Die Bau-ARGE in der Organisationsform einer GbR hat gegenüber HGB-Gesellschaften den Vorteil, geringere Voraussetzungen für ihre Gründung erfüllen zu müssen. So entfällt z. B. die Eintragung ins Handelsregister oder gar der Abschluss eines notariellen Gesellschaftsvertrags. Ist der Zweck jedoch ein kaufmännisches Handelsgewerbe, beispielsweise die Herstellung und der Absatz von Transportbeton aus der ARGE-Mischanlage an Dritte, kann eine Handelsgesellschaft entstehen und die ARGE auch als solche bewertet werden.
Beteiligte im Sinne von Gesellschaftern einer ARGE können sein: die unter diesen Begriffen näher erläutert werden.
  • juristische Personen (z. B. GmbH, Aktiengesellschaft), Personenvereinigungen (z. B. Kommanditgesellschaft)
  • natürliche Personen als Einzelunternehmen
  • ARGEn sowie BGB-Gesellschaften
In dem ARGE-Vertrag sind die Firmen der Gesellschafter unter Angabe ihrer Anschrift aufzunehmen, und zwar im rechtlichen Sinne der Zustelladresse.

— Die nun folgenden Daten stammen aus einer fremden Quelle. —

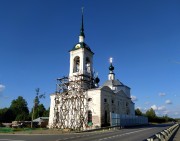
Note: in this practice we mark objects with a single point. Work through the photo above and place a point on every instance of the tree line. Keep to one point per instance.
(18, 111)
(152, 117)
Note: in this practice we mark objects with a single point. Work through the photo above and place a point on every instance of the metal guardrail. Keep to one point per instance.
(164, 135)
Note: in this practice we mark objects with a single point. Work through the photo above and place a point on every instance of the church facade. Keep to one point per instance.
(79, 101)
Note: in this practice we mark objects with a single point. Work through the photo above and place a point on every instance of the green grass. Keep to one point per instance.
(5, 130)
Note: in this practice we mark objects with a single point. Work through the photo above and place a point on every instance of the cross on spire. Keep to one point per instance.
(82, 24)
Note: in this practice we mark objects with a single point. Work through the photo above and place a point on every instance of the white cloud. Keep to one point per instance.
(162, 94)
(134, 98)
(154, 107)
(160, 108)
(147, 103)
(168, 102)
(176, 113)
(2, 87)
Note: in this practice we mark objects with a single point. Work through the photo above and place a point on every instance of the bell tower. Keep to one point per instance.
(81, 56)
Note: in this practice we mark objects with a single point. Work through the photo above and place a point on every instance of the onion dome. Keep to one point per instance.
(111, 68)
(97, 80)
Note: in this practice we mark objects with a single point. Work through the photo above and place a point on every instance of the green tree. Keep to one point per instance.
(19, 109)
(138, 112)
(6, 115)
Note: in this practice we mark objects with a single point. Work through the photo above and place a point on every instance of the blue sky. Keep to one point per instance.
(143, 37)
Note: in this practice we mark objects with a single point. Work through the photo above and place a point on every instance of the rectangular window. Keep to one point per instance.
(105, 100)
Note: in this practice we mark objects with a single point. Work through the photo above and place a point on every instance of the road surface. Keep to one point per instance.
(128, 134)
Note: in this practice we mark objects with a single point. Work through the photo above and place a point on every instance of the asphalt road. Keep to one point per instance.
(128, 134)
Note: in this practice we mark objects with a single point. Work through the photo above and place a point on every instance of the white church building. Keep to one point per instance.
(79, 101)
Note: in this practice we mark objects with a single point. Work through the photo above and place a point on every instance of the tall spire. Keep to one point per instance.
(82, 35)
(111, 75)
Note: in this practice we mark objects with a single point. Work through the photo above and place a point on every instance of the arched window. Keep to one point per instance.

Welche Formen der ARGE gibt es?

Die Kooperation der beteiligten Bauunternehmen als Gesellschafter in den ARGEn kann nach unterschiedlichen ARGE-Formen gestaltet werden. Vorrangig erfolgt die Durchführung von Bauaufträgen in einer:
  1. Normal-ARGE, auch als „echte“ ARGE oder „Beistellungs-ARGE“ bezeichnet, im Sinne einer Gesellschaft, bei der die beteiligten Bauunternehmen die vertraglichen Verpflichtungen unter einer gemeinsamen Bauleitung ausführen, wofür von den Gesellschaftern Beistellungen u. a. für Personen, Stoffe, Baumaschinen und Geräte geleistet werden.
  2. Dach-ARGE, auch als "Los"-ARGE oder "Kopf"-ARGE bezeichnet, bei der die beteiligten Bauunternehmen Bauarbeiten als Lose übernehmen und diese selbstständig und eigenverantwortlich ausführen, wofür eine gemeinsame Bauleitung nicht erforderlich ist.
Weiterhin sind als Organisationsformen anwendbar:
  • die Beihilfegemeinschaft (BEGE oder BEIGE) als "Innen"-ARGE, wobei im Außenverhältnis nur der Gesamtunternehmer, der seinerseits einen oder mehrere Subunternehmer verpflichtet, als Vertragspartner zum Auftraggeber als Bauherrn auftritt.
  • ARGE auf horizontaler Ebene, die gewöhnlich Bauunternehmen gleicher Leistungs- bzw. Fachsparten, z. B. des Ingenieurbaus, des Hochbaus u. a. vereinigt und als Normal-ARGE oder auch als Dach-ARGE organisiert wird.
  • ARGE in vertikaler Richtung, die meistens Unternehmen verschiedener Fachrichtungen, z. B. Unternehmen der Baustoffindustrie, Bauunternehmen, Stahlbaubetriebe, Holzverarbeitungsbetriebe u. a. umfasst, wobei hierbei die Arbeitsteilung oft nur im Innenverhältnis vorsehen ist, möglich wäre die Organisation auch in Form einer Dach-ARGE, gelegentlich wird auch ein Konsortialvertrag abgeschlossen, in der Regel bei Gemeinschaften mit Firmen außerhalb des Baugewerbes.
  • ARGE als fortgesetzte ARGE, abweichend vom Regelfall nach Erfüllung eines bestimmten Bauauftrages auch für einen weiteren Bauauftrag.
  • ARGE als Dauer-ARGE als Ausnahme, die auch unabhängig von einem Vergabeverfahren oder einem bestimmten Bauauftrag ständig (oder längere Zeit) bestehen kann, wobei dann ein Dauerverhältnis vorliegt, ein Gesellschaftsvertrag auf unbestimmte Zeit eingegangen und in der Regel auf eine unbestimmte Zahl von Bauaufträgen ausgerichtet wird. Meistens würde hierzu ein Handelsgewerbe vorliegen, das wiederum einen kaufmännischen Geschäftsbetrieb begründet. Dauer-ARGEn sind für Bauleistungen untypisch und dürften Ausnahmen sein.
Im Anlagenbau ist oft die Form eines Konsortiums anzutreffen, sowohl im Inlands- als auch im Auslandsgeschäft. Dabei handelt es sich auch um eine BGB-Gesellschaft. Jeder der Beteiligten übernimmt einen Teil der Leistungen, den er selbstständig und voll eigenverantwortlich ausführt. Das Konsortium hat folglich kein Gesellschaftsvermögen.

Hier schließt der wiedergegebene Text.